States Attorney of Deuel County
- In office 2002–2012

Personal details
- Born: 1964 (age 61–62) Clear Lake, South Dakota, U.S.
- Alma mater: South Dakota State University (BS) University of South Dakota (JD)

Military service
- Allegiance: United States
- Branch/service: United States Army
- Years of service: 1981-2017
- Rank: Lieutenant Colonel
- Unit: J.A.G. Corps
- Battles/wars: Gulf War

= Gregory J. Stoltenburg =

American judge

Gregory J. Stoltenburg (born 1964) is an American lawyer, veteran, and current presiding judge of the Third Judicial Circuit in South Dakota.

== Early life and education==
Born in Clear Lake, South Dakota, Stoltenburg earned a bachelor's degree in Agricultural Business and Commercial Economics from South Dakota State University in May 1986. In 1981, he joined the South Dakota Army National Guard (SDARNG) and served on active duty in Saudi Arabia during Operation Desert Storm in 1991. He also volunteered for service following Hurricane Katrina in 2005. Stoltenburg attended the University of South Dakota School of Law, graduating with Sterling honors in 1995.

==Career==
Following graduation, he worked as a judicial law clerk for Justice John K. Konenkamp of the South Dakota Supreme Court before returning to his hometown of Clear Lake in 1996 to practice law. Stoltenburg continued his military service in the U.S. Army JAG Corps in 1996 and subsequently attended The JAG School at the University of Virginia.

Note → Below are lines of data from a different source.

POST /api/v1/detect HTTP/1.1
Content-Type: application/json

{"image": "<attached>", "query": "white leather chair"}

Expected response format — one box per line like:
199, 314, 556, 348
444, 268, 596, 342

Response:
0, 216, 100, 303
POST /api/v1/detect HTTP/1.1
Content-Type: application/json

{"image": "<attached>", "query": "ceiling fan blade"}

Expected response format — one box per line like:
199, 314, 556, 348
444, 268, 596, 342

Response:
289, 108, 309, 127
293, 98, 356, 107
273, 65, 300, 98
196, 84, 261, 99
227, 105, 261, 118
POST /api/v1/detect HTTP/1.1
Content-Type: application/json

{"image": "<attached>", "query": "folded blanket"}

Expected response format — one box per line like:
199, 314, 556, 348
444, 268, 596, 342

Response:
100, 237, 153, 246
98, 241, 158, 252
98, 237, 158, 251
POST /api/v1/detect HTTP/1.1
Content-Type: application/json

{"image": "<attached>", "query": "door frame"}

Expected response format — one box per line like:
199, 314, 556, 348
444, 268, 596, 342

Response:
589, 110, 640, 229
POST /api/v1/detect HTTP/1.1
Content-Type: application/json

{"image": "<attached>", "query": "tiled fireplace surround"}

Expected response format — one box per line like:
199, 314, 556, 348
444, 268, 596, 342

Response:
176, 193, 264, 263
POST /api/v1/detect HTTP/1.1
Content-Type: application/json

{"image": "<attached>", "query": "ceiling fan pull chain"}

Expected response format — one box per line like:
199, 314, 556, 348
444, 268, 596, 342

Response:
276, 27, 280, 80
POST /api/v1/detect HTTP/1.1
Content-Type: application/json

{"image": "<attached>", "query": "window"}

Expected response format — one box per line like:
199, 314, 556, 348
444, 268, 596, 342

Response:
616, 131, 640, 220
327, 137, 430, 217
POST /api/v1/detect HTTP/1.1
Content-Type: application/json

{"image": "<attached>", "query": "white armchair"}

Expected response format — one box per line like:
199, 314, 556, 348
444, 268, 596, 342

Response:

In addition to his private practice, Stoltenburg was Deuel County Deputy States Attorney from 1996 to 2000 and as the Deuel County States Attorney from 2000 to 2012. Stoltenburg eventually rose to become the Deputy Staff Judge Advocate for the South Dakota Army National Guard. He retired from the JAG Corps with the rank of Lieutenant Colonel in 2017.

==State judicial service==
He was appointed by Governor Dennis Daugaard in October 2012 to replace David Gienapp. Stoltenburg took office after Gienapp's retirement on January 1, 2013. He was re-elected in 2014 for a term that expires in 2022. In April 2015, Stoltenburg was appointed presiding judge of the Third Circuit by Chief Justice David Gilbertson.

After being appointed to the circuit bench, Stoltenburg has sat on the South Dakota Supreme Court bench lieu Justice John K. Konenkamp, whom he had clerked for, on a number of cases.

==Personal life==
Stoltenburg is a member of St. Mary's Catholic Church in Clear Lake and is involved in many community organizations and events. He and his wife, Lynn, have five children.